I am currently new to NumPy, but very proficient with SQL.
I used a function called coalesce
in SQL, which I was disappointed not to find in NumPy. I need this function to create a third array want
from 2 arrays i.e. array1
and array2
, where zero/ missing observations in array1
are replaced by observations in array2
under the same address/Location. I can't figure out how to use np.where
?
Once this task is accomplished, I would like to take the lower diagonal of this array want
and then populate a final array want2
noting the first non-zero observation. If all observations i.e. coalesce(array1, array2)

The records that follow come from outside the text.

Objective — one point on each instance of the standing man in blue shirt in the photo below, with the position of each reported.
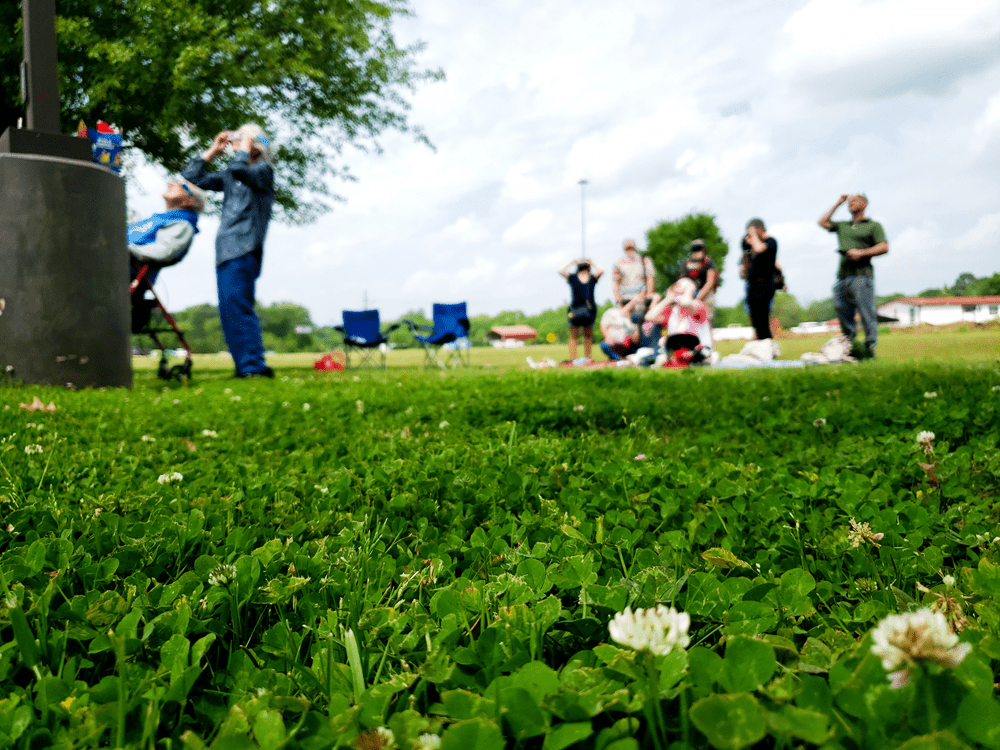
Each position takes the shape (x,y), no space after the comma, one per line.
(860,240)
(247,186)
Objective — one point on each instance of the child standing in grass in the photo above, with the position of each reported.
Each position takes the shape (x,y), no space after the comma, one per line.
(582,310)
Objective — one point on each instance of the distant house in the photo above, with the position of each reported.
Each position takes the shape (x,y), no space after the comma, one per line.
(511,336)
(911,311)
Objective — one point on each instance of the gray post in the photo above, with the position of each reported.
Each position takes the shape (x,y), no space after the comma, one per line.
(42,84)
(64,305)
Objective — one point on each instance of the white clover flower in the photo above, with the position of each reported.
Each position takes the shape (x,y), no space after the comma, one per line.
(222,575)
(861,533)
(428,742)
(900,640)
(658,630)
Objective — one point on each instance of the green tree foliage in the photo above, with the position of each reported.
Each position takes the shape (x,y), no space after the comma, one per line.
(668,244)
(316,74)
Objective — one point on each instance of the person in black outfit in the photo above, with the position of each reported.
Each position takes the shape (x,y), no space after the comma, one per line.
(763,253)
(582,308)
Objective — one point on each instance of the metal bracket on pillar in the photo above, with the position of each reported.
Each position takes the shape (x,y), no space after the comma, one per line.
(40,91)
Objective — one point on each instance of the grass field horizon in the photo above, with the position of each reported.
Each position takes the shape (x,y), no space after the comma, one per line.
(497,557)
(951,343)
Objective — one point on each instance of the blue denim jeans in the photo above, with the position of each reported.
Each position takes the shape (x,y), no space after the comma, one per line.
(236,280)
(856,294)
(760,299)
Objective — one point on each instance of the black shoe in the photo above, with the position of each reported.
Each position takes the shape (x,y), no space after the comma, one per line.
(267,372)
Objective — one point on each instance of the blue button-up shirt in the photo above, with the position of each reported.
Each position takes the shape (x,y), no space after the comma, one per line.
(247,199)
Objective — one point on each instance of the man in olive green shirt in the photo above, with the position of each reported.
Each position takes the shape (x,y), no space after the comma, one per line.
(860,240)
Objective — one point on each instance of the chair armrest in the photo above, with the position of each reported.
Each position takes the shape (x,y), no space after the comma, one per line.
(414,326)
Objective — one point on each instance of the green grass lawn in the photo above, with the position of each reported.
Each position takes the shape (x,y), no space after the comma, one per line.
(321,559)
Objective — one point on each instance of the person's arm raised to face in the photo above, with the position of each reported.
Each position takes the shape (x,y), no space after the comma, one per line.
(824,220)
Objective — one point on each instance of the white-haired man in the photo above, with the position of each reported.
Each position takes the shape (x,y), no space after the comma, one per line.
(247,185)
(860,240)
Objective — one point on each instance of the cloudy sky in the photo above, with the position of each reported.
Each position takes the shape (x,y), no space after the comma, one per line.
(739,108)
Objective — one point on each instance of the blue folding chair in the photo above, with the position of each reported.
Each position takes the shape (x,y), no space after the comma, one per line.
(363,336)
(450,333)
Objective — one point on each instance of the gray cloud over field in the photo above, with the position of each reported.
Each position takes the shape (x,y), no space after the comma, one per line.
(741,108)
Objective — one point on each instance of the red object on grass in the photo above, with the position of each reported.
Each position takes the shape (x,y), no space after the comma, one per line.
(328,362)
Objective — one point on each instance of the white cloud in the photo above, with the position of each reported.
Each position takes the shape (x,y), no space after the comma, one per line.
(542,93)
(529,226)
(987,128)
(844,49)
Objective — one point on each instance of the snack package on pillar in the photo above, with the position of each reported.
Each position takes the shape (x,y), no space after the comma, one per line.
(107,144)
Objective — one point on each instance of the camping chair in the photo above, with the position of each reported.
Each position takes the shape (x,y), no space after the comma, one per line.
(362,335)
(449,333)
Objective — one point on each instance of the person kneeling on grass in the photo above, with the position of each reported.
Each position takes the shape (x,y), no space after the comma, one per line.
(165,238)
(621,336)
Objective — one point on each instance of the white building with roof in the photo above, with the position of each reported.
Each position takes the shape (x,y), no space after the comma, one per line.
(911,311)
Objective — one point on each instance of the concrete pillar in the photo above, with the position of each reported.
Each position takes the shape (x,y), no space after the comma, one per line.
(65,314)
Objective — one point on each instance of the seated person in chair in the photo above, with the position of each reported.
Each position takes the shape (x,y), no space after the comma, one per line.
(164,238)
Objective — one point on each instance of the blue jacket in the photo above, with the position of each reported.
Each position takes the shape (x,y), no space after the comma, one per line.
(247,199)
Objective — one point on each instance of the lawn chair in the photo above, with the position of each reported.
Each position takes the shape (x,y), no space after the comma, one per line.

returns missing or 0 in want2
, then assign by default zero.
I have written an example demonstrating the desired behavior.
import numpy as np
array1= np.array(([-10,0,20],[-1,0,0],[0,34,-50]))
array2= np.array(([10,10,50],[10,0,25],[50,45,0]))

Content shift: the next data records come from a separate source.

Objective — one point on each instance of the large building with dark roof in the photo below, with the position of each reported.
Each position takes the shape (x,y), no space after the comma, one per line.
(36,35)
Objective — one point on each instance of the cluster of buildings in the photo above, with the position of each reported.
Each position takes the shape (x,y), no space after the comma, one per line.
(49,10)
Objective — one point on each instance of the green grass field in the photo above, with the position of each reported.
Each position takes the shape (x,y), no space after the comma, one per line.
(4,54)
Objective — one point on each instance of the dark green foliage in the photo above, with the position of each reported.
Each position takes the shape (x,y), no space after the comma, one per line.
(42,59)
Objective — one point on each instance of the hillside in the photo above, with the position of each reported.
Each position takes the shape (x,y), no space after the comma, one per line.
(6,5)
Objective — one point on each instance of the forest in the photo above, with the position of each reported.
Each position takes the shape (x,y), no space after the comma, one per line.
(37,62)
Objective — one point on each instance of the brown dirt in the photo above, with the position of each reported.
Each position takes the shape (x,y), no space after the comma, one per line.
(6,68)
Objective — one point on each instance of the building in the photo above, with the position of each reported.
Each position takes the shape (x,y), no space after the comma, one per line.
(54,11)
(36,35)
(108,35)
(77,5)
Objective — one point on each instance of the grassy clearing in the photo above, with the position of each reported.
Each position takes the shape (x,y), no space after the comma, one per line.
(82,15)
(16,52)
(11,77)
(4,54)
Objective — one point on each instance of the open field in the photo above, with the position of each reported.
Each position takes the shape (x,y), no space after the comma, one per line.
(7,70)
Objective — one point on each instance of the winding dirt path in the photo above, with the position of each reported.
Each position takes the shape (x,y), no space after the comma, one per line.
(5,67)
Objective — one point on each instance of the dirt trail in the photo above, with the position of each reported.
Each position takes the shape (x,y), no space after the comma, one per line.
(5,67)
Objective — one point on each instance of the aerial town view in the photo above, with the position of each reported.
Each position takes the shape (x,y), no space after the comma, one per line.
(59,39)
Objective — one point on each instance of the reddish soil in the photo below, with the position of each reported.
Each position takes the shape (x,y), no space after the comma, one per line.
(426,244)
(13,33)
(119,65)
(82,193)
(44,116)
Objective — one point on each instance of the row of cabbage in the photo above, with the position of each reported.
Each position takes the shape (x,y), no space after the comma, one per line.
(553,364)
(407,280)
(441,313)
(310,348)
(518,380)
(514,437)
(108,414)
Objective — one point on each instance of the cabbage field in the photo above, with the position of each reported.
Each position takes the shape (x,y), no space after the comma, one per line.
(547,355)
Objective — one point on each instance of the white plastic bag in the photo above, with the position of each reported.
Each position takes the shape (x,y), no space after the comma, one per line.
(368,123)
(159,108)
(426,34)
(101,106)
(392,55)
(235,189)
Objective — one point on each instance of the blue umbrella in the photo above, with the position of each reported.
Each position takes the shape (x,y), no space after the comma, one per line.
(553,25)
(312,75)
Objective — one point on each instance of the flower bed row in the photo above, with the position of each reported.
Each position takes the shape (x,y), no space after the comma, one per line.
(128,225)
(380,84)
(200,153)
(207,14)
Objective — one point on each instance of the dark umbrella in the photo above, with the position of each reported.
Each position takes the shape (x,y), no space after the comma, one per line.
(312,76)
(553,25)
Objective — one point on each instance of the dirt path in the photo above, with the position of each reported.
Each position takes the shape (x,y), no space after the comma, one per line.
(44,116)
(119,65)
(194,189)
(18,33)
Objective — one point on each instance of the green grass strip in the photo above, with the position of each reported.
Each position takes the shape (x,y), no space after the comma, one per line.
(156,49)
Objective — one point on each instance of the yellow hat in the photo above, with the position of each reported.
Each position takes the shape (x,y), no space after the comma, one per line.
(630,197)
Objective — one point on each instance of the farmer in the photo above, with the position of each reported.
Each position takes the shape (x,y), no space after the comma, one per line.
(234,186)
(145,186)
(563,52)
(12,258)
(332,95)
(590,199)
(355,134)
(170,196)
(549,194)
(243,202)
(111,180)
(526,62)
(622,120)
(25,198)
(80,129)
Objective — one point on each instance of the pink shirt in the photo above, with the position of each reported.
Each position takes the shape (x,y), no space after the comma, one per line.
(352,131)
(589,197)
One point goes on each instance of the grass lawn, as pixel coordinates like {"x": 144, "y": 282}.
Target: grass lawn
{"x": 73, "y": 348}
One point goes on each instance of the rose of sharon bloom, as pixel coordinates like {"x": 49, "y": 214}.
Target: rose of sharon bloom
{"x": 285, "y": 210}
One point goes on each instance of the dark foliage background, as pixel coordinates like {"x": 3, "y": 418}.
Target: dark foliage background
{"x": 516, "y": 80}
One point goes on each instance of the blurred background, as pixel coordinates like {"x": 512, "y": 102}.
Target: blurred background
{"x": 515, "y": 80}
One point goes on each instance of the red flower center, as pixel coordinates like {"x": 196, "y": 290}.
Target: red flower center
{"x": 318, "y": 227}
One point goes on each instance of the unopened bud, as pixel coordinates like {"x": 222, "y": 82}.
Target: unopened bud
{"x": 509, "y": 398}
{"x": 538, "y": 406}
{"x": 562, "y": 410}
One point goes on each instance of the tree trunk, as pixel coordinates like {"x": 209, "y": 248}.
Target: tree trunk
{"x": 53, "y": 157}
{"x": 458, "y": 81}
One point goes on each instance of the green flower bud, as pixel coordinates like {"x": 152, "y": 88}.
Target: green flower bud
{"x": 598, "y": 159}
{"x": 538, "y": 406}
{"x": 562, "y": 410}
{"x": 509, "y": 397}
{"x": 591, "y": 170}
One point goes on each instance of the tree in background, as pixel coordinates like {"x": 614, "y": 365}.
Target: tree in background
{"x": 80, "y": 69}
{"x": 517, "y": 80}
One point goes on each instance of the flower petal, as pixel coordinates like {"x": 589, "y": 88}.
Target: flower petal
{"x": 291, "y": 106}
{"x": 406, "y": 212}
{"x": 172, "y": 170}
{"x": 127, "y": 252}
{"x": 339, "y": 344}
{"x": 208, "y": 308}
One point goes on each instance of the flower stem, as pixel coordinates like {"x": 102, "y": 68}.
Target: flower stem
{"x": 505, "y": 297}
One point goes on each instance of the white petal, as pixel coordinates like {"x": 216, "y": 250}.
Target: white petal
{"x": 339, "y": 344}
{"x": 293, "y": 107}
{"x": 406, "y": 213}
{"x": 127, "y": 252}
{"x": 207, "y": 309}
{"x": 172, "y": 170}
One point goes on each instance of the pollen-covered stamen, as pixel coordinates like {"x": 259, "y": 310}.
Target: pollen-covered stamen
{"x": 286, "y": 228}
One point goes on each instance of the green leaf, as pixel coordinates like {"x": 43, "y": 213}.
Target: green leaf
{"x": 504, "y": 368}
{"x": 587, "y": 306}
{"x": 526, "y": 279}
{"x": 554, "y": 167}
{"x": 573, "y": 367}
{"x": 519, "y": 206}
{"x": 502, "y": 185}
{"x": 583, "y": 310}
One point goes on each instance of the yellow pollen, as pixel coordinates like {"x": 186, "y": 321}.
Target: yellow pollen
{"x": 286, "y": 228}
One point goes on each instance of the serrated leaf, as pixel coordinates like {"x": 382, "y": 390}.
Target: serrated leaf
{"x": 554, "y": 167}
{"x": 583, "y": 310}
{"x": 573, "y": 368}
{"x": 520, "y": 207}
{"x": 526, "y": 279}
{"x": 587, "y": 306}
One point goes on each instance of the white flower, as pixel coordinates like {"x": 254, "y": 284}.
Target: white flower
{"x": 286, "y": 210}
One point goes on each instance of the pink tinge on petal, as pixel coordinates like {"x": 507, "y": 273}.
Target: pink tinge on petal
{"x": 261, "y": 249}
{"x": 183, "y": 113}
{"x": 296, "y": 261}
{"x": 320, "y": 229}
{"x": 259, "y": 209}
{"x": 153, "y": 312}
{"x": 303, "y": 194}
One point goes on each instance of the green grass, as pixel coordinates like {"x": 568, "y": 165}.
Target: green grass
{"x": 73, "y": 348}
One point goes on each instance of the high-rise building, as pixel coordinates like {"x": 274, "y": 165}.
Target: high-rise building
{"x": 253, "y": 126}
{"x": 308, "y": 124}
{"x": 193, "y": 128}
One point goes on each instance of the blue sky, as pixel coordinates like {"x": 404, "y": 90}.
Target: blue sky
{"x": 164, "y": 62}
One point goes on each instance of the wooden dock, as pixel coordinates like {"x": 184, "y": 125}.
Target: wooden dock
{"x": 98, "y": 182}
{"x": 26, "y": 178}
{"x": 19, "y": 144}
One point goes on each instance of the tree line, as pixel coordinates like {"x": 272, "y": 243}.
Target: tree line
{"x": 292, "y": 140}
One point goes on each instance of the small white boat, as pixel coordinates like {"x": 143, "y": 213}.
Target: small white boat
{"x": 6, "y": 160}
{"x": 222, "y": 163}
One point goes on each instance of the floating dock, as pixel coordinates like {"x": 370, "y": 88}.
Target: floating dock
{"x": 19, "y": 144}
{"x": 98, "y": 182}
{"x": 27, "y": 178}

# Coalesce array1,array2 i.e. get the first non-zero value from array1, then from array2.
# if array1 is empty or zero, then populate table want with values from array2 under same address
want=np.tril(np.array(([-10,10,20],[-1,0,25],[50,34,-50])))
print(array1)
print(array2)
print(want)
# print first instance of nonzero observation from each column of table want
want2=np.array([-10,34,-50])
print(want2)
"Coalesce": use putmask
to replace values equal to zero with values from array2
:
want = array1.copy()
np.putmask(array1.copy(), array1==0, array2)
First nonzero element of each column of np.tril(want)
:
where_nonzero = np.where(np.tril(want) != 0)
"""For the where array, get the indices of only
the first index for each column"""
first_indices = np.unique(where_nonzero[1], return_index=True)[1]
# Get the values from want for those indices
want2 = want[(where_nonzero[0][first_indices], where_nonzero[1][first_indices])]